Interpretable Differencing of Machine Learning Models
This addresses the need for interpretable comparisons in scenarios like model selection or updates, offering a domain-specific tool for ML practitioners.
The paper tackles the problem of understanding differences between machine learning models by formalizing model differencing to predict a dissimilarity function with human-interpretable representations, resulting in a Joint Surrogate Tree that provides concise contextual differencing with no loss in fidelity compared to naive approaches.
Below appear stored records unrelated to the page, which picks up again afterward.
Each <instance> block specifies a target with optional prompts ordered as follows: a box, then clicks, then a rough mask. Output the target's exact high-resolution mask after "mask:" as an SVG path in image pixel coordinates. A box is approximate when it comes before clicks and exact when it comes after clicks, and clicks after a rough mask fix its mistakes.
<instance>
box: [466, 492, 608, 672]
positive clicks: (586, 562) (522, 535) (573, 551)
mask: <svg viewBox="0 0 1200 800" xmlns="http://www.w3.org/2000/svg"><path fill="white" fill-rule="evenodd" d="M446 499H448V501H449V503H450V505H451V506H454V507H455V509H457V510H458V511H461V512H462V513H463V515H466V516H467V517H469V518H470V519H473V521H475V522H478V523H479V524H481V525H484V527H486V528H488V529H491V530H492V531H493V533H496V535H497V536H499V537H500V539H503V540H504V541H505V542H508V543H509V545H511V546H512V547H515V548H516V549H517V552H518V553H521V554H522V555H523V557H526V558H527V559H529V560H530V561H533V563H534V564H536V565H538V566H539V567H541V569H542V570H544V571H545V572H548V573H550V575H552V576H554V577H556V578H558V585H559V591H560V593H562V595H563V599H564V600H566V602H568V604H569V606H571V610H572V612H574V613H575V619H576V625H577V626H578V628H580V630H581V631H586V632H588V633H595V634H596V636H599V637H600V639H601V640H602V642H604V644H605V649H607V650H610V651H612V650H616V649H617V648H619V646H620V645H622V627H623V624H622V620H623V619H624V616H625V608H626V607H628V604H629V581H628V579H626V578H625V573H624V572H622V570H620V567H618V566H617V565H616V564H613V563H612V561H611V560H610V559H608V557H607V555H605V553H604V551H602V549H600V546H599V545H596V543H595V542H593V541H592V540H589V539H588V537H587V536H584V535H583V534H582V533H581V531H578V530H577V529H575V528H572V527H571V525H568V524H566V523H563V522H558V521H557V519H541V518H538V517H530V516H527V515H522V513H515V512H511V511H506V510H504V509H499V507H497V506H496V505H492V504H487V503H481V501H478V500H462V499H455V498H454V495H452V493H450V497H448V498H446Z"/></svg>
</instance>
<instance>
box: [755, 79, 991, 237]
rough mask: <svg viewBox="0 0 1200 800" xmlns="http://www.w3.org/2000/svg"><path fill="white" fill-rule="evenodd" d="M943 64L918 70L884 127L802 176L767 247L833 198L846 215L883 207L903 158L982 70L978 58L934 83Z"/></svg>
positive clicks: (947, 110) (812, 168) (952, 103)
Understanding the differences between machine learning (ML) models is of interest in scenarios ranging from choosing amongst a set of competing models, to updating a deployed model with new training data. In these cases, we wish to go beyond differences in overall metrics such as accuracy to identify where in the feature space do the differences occur. We formalize this problem of model differencing as one of predicting a dissimilarity function of two ML models' outputs, subject to the representation of the differences being human-interpretable. Our solution is to learn a Joint Surrogate Tree (JST), which is composed of two conjoined decision tree surrogates for the two models. A JST provides an intuitive representation of differences and places the changes in the context of the models' decision logic. Context is important as it helps users to map differences to an underlying mental model of an AI system. We also propose a refinement procedure to increase the precision of a JST. We demonstrate, through an empirical evaluation, that such contextual differencing is concise and can be achieved with no loss in fidelity over naive approaches.